The Kaiser Family Foundation released its latest poll about health-care reform, and they're trying to dig deeper into opposition to the individual mandate, which remains just about the only specific feature of the Affordable Care Act a majority of Americans dislike. They tested a couple of counterarguments, to see whether explaining a bit about the mandate would change opponents' minds. The short answer is yes:
It would seem that substantial numbers of people who oppose the individual mandate believe that because of it, they're going to get dropped from their current employer-provided insurance and have to go shop for some other insurance. Republicans are probably not too upset that lots of people believe this, but in their defense, it isn't something they've actually tried to fool anybody about.

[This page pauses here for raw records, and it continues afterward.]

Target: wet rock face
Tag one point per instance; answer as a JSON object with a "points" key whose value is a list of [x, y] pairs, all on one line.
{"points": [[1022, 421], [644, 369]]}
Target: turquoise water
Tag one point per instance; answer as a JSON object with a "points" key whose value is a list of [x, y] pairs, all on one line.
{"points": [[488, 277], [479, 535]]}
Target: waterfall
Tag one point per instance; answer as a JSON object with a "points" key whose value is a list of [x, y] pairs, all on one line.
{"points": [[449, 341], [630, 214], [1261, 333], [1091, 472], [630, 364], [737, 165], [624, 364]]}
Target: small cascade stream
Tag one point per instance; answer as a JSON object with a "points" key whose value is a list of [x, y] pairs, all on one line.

This does suggest that when the mandate comes up, Democrats might want to say, really loudly and a couple of times, "If you have insurance now, the mandate doesn't affect you!" But I doubt that would really work. The reason is that opposition to the mandate is, most importantly, partisan.

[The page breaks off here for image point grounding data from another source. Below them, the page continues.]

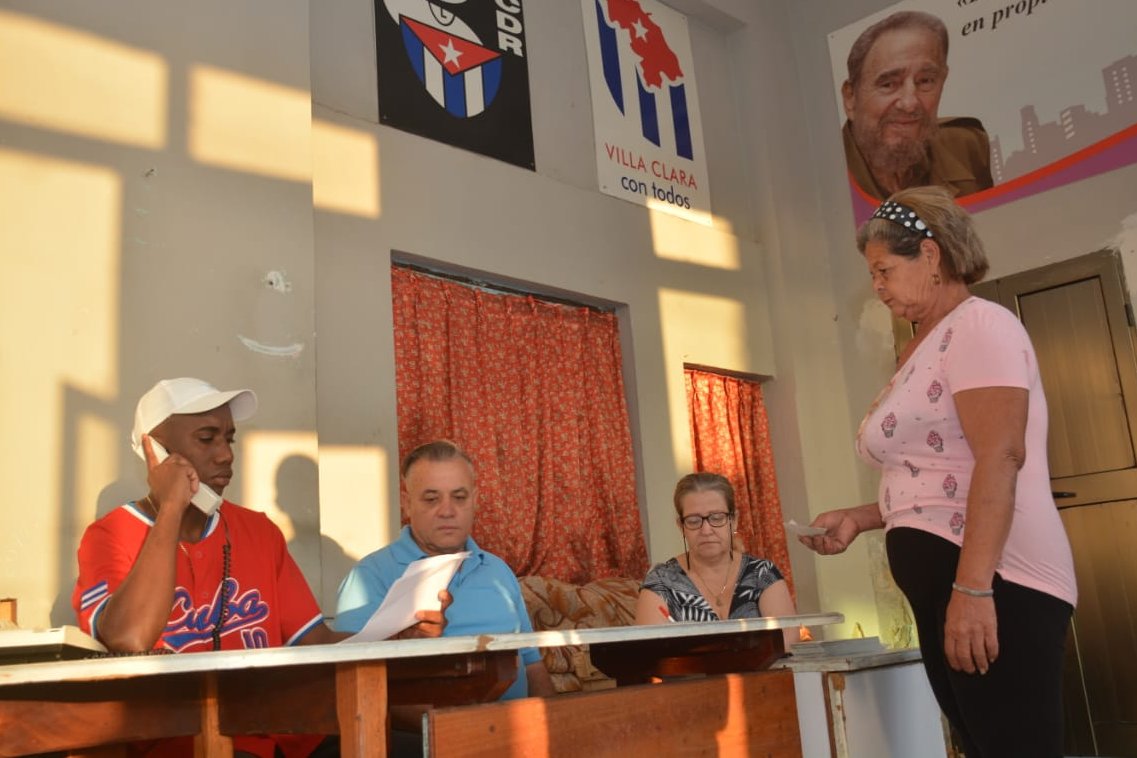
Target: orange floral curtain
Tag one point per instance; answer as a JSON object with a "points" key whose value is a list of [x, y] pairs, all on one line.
{"points": [[533, 391], [731, 436]]}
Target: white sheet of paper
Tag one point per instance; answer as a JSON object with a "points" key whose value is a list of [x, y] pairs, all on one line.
{"points": [[416, 590], [802, 530]]}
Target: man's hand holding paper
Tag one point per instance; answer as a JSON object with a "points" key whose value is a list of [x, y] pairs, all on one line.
{"points": [[403, 614]]}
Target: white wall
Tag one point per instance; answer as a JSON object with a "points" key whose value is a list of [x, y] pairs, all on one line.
{"points": [[140, 214]]}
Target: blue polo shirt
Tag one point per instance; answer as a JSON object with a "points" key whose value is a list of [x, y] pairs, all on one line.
{"points": [[487, 597]]}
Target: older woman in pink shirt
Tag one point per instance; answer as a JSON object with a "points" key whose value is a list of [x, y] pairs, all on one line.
{"points": [[959, 434]]}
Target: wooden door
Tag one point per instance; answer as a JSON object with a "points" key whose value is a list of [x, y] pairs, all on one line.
{"points": [[1080, 323]]}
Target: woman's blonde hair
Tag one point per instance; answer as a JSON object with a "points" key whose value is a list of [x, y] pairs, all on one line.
{"points": [[963, 257]]}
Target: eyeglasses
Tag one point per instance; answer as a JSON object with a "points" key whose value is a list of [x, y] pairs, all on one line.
{"points": [[694, 523]]}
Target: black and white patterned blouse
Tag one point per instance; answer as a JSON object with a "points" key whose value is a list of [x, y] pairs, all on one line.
{"points": [[687, 604]]}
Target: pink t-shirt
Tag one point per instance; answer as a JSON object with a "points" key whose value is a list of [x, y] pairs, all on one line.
{"points": [[912, 433]]}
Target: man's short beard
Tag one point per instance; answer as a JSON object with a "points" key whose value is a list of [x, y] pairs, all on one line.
{"points": [[891, 159]]}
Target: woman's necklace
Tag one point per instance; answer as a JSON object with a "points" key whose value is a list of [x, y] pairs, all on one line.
{"points": [[707, 585]]}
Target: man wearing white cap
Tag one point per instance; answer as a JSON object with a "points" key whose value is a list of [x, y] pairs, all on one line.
{"points": [[182, 569]]}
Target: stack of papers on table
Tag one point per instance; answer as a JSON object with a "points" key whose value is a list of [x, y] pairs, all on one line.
{"points": [[60, 643], [829, 648]]}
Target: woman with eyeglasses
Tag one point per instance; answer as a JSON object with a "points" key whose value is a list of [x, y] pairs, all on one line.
{"points": [[711, 580]]}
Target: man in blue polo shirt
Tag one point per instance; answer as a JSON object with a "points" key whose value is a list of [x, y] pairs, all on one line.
{"points": [[439, 499]]}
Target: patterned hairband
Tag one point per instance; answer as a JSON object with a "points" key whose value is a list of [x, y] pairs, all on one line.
{"points": [[904, 216]]}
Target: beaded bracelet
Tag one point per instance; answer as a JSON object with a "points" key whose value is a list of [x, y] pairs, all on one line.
{"points": [[973, 593]]}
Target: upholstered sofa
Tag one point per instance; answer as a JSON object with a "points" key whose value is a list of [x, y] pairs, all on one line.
{"points": [[556, 605]]}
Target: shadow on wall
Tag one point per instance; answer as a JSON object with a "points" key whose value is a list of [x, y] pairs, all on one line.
{"points": [[298, 498]]}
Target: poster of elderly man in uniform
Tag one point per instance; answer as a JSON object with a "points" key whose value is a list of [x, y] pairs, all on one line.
{"points": [[995, 100]]}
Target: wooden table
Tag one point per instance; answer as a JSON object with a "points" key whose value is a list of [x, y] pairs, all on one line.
{"points": [[737, 708], [343, 689]]}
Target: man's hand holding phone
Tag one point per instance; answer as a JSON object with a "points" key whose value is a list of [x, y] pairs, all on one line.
{"points": [[173, 480]]}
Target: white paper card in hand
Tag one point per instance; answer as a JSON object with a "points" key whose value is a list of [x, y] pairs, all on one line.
{"points": [[416, 590], [802, 530]]}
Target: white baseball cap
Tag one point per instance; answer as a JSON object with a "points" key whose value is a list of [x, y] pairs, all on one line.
{"points": [[185, 396]]}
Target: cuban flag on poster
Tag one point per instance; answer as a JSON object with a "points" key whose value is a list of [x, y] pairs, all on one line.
{"points": [[461, 75], [660, 90], [456, 72], [648, 131]]}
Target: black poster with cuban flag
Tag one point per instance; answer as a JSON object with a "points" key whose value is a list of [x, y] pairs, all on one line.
{"points": [[455, 71]]}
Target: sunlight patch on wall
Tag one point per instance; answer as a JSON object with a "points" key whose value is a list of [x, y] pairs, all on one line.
{"points": [[249, 124], [677, 239], [60, 234], [98, 447], [345, 173], [697, 328], [354, 490], [56, 77]]}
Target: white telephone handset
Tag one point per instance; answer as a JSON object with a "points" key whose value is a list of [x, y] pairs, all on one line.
{"points": [[206, 500]]}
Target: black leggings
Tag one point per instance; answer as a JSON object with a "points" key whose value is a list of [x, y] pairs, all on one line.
{"points": [[1014, 709]]}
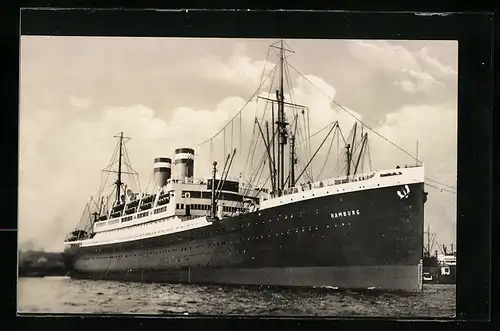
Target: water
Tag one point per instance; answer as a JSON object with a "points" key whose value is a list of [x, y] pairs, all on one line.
{"points": [[65, 295]]}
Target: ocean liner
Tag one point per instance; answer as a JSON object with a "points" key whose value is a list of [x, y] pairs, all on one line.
{"points": [[357, 230]]}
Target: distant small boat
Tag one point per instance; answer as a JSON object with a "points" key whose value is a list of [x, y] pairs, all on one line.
{"points": [[428, 277]]}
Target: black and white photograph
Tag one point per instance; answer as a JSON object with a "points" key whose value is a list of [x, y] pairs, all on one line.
{"points": [[225, 176]]}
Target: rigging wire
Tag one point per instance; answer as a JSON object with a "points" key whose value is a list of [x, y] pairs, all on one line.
{"points": [[241, 109], [441, 188], [364, 124]]}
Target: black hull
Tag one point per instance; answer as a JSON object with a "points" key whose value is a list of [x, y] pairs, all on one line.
{"points": [[378, 243]]}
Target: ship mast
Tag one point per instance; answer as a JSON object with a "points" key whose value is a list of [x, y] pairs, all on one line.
{"points": [[281, 121], [118, 182]]}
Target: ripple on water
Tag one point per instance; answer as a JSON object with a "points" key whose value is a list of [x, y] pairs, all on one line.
{"points": [[39, 295]]}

As John Zaller explained and elaborated two decades ago in his book The Nature and Origins of Mass Opinion, people take cues from what they hear elites telling them. The way this dynamic plays out tells you a great deal about how debates over policy proceed. Once Republicans figured out that the mandate was the most potentially fruitful means to mount a legal challenge to the ACA, they began to argue that the mandate was The Most Awful Thing About Health Care Reform. Rank-and-file Republicans, after seeing their representatives make this argument over and over, inevitably came to agree.
Even if, in the context of a survey, many people (including some Republicans) will say they're persuaded by a counterargument, in the real world, that counterargument will be delivered by people with particular partisan identities. So if a Republican is sitting at home and sees Nancy Pelosi making what in the KFF survey was a very effective argument, then sees John Boehner come on and say Pelosi is full of it, he'll believe Boehner.